Project Instructions

  • The course project will contribute to 25% of your overall grade.
  • The project should be done in teams of three people. All the team members will receive the same grade and thus it is important that all team members take part in executing integral parts of the project.

  • For this year, the goal of the course project is to create a Jupyter/Colab notebook on a topic in RL.
  • You can pick your own topic or look at the list of suggestions below for inspiration.
  • Your notebooks will be evaluated based on the following criteria: creativity in explaining complex algorithms, the pedagogical nature of the notebook, novel insights based on the experiments, and novel visualizations of complex concepts through toy experiments.
  • We are looking for tutorials which are very different from the existing tutorials online.
  • You can take a look at the following two blog posts as reference for what we expect as an outcome of the project: post-1, post-2
  • Have a lot of comments and descriptions in the notebook to make it suitable for someone to self-learn the concept. While evaluating your notebook, I will grade based on how easily I can understand what you are doing.
  • You can talk to me during office hours to get my quick feedback on your project idea.

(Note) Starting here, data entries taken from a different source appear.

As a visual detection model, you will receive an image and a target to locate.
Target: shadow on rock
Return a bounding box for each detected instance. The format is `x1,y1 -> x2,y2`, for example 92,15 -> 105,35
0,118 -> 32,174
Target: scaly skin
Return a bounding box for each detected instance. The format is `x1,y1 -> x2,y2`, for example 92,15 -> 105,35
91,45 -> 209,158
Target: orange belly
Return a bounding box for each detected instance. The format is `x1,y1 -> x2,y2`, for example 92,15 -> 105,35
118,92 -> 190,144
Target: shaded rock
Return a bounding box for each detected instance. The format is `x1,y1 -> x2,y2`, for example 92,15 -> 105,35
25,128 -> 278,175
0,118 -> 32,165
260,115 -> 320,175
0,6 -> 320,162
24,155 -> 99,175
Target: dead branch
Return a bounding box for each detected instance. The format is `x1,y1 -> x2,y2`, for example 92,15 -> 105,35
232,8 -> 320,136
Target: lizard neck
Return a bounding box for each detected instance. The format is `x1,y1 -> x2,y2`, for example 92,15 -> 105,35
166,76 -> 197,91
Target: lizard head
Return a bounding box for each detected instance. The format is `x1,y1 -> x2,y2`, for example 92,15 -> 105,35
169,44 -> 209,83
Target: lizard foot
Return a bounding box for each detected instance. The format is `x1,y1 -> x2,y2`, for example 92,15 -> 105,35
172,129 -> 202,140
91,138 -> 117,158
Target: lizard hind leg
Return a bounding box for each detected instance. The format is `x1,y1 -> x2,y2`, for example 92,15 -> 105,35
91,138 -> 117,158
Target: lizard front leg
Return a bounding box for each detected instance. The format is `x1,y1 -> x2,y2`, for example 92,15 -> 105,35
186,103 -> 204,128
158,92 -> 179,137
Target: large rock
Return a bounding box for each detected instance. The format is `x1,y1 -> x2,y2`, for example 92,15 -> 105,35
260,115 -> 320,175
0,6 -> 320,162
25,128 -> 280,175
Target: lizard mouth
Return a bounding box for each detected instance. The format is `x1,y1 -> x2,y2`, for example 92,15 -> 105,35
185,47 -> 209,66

  • The project schedule is given below:

    Milestone Info Deadline
    Register your team Google Form Nov 10
    Project Proposal 1 page (excluding references) - In GradeScope Nov 10
    Final Colab Submit your final Colab here Dec 20

Project Topics

  1. Different techniques for sampling from the replay buffer.
  2. Maximization bias and double Q-learning.
  3. Extending algorithms from single-agent setting to multi-agent setting.
  4. Importance of different components of a Rainbow Agent.
  5. Visualization of loss surface for RL algorithms.
  6. Effect of different optimizers in RL.
  7. World models for model-based RL.
  8. Hierarchical RL.
  9. Visualization of Eligibility Traces.
  10. New environments and applications for RL.